Procédure contentieuse antérieure :

La société civile immobilière (SCI) du circuit de Gasques a demandé au tribunal administratif de Toulouse, d'une part, de condamner la commune de Gasques à lui verser la somme de 600 000 euros, assortie des intérêts au taux légal, en réparation du préjudice causé par l'illégalité de l'arrêté du 6 avril 2012 par lequel le maire de la commune de Gasques a refusé de lui délivrer un permis d'aménager pour la réalisation d'un circuit automobile et, d'autre part, d'annuler l'arrêté du 4 août 2015 par lequel le maire de la commune de Gasques a de nouveau refusé de lui délivrer un permis d'aménager pour la réalisation de ce projet.

Par un jugement n° 1403744, 1504320 du 19 septembre 2017, le tribunal administratif de Toulouse a rejeté ses demandes.

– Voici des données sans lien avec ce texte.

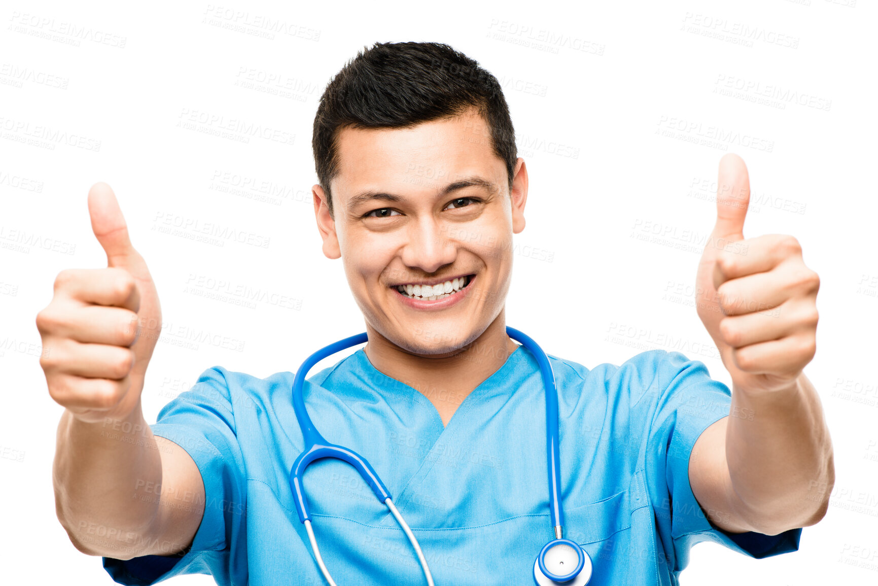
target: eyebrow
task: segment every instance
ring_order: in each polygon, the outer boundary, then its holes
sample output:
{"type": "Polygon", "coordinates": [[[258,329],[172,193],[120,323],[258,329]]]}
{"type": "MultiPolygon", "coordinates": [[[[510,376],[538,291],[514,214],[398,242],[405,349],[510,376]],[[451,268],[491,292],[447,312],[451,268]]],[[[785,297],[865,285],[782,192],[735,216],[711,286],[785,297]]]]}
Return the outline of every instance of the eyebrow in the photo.
{"type": "MultiPolygon", "coordinates": [[[[454,183],[450,183],[443,188],[442,192],[439,193],[439,197],[443,197],[448,195],[452,192],[456,192],[458,189],[464,189],[464,187],[471,187],[473,185],[479,185],[485,187],[491,193],[494,193],[499,191],[497,185],[487,179],[483,179],[480,177],[468,177],[460,181],[455,181],[454,183]]],[[[385,193],[384,192],[376,192],[371,190],[367,190],[365,192],[360,192],[356,195],[350,198],[348,201],[349,207],[355,207],[361,204],[368,203],[370,201],[391,201],[391,202],[399,202],[402,201],[403,198],[393,193],[385,193]]]]}

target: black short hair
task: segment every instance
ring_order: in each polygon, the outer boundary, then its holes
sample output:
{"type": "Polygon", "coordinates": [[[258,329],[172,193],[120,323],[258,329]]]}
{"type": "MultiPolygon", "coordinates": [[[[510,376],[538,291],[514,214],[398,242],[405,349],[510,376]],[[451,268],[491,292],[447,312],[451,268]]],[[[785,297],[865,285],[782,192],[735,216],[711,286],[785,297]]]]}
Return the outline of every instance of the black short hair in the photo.
{"type": "Polygon", "coordinates": [[[314,116],[311,144],[330,213],[329,183],[338,174],[335,139],[342,129],[407,128],[472,108],[487,124],[512,190],[515,131],[493,75],[443,43],[375,43],[363,49],[327,85],[314,116]]]}

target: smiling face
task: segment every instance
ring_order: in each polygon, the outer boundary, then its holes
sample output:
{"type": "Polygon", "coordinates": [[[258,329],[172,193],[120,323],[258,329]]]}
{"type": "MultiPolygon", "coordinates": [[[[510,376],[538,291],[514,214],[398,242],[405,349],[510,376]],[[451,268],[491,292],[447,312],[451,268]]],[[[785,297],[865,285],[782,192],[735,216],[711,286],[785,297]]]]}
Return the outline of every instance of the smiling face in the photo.
{"type": "Polygon", "coordinates": [[[452,354],[500,315],[528,177],[512,191],[474,111],[412,128],[342,130],[334,216],[314,185],[323,252],[341,257],[366,322],[400,349],[452,354]]]}

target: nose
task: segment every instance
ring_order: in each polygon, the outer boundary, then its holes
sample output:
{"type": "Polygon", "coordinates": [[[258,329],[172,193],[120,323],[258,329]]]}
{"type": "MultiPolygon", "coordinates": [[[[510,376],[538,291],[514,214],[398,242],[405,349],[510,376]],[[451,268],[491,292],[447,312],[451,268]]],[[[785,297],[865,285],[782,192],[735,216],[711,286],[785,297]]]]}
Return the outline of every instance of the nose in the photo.
{"type": "Polygon", "coordinates": [[[435,272],[440,267],[453,263],[457,257],[454,240],[435,218],[427,217],[413,222],[407,238],[401,255],[407,267],[435,272]]]}

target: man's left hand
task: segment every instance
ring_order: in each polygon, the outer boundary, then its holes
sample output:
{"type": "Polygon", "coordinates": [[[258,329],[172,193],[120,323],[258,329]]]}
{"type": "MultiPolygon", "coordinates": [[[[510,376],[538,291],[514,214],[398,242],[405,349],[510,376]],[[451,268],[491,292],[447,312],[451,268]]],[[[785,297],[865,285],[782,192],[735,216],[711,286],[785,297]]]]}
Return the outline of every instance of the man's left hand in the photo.
{"type": "Polygon", "coordinates": [[[817,273],[793,236],[744,238],[750,178],[744,161],[719,163],[716,223],[698,264],[698,316],[720,351],[735,387],[782,390],[814,358],[817,273]]]}

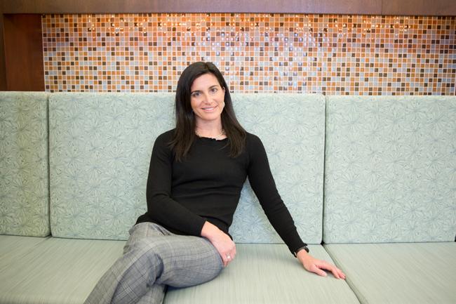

Procédure devant la cour :

Par une requête des mémoires, enregistrés le 17 novembre 2017, le 28 septembre 2018 et le 22 octobre 2018, la société civile immobilière du circuit de Gasques, représentée par Me A..., demande à la cour :

1°) d'annuler ce jugement du tribunal administratif de Toulouse du 19 septembre 2017 ;

2°) d'annuler l'arrêté du 4 août 2015 par lequel le maire de la commune de Gasques a refusé de lui délivrer un permis d'aménager pour la réalisation d'un circuit automobile ;

3°) de condamner la commune de Gasques à lui verser la somme de 6 938 920, 80 euros, assortie des intérêts au taux légal à compter de la réception de sa demande préalable indemnitaire, ainsi que la capitalisation des intérêts, en réparation du préjudice causé par les fautes commises par la commune ;

4°) d'enjoindre au maire de la commune de Gasques, à titre principal, de lui délivrer un permis d'aménager ou, à titre subsidiaire, de réexaminer sa demande, dans un délai de deux mois à compter de la notification de l'arrêt à intervenir, sous astreinte de 50 euros par jour de retard ;

5°) de mettre à la charge de la commune de Gasques la somme de 3 000 euros sur le fondement de l'article L. 761-1 du code de justice administrative.

Elle soutient que :

- la procédure à l'issue de laquelle l'arrêté du 4 août 2015 a été pris est entachée d'irrégularité dès lors qu'en méconnaissance de l'article 24 de la loi n°2000-321 du 12 avril 2000, la société n'a pas été mise à même de présenter des observations ;

- le permis d'aménager doit lui être délivré de plein droit en raison du certificat d'urbanisme opérationnel qui lui avait été délivré le 21 juillet 2008 et qui a été prorogé le 18 décembre 2009 pour la réalisation d'un aménagement identique ;

- en outre, le projet de circuit automobile est compatible avec le règlement de la zone ZN de la carte communale de la commune de Gasques en vigueur à la date de la délivrance du certificat d'urbanisme : ces dispositions autorisent tant les constructions et installations nécessaires à des équipements collectifs que les annexes des constructions à usage d'habitation existantes, constructions auxquelles un circuit automobile peut être assimilé ;

- aucun des motifs de l'arrêté de 2015 n'est fondé : le projet n'est pas différent de celui déposé à l'origine ;

- par ailleurs, le refus opposé en 2015 est entaché d'un détournement de pouvoir : un certificat d'urbanisme positif lui avait été initialement délivré et le refus contesté ne s'explique que par l'influence exercée par une association hostile à la réalisation du projet de circuit automobile ;

- enfin, l'illégalité du refus de délivrance de permis d'aménager du 6 avril 2012 a provoqué un retard dans la réalisation de son projet, ce qui lui a causé un préjudice constitué par le manque à gagner résultant de l'impossibilité d'exploiter ledit circuit automobile.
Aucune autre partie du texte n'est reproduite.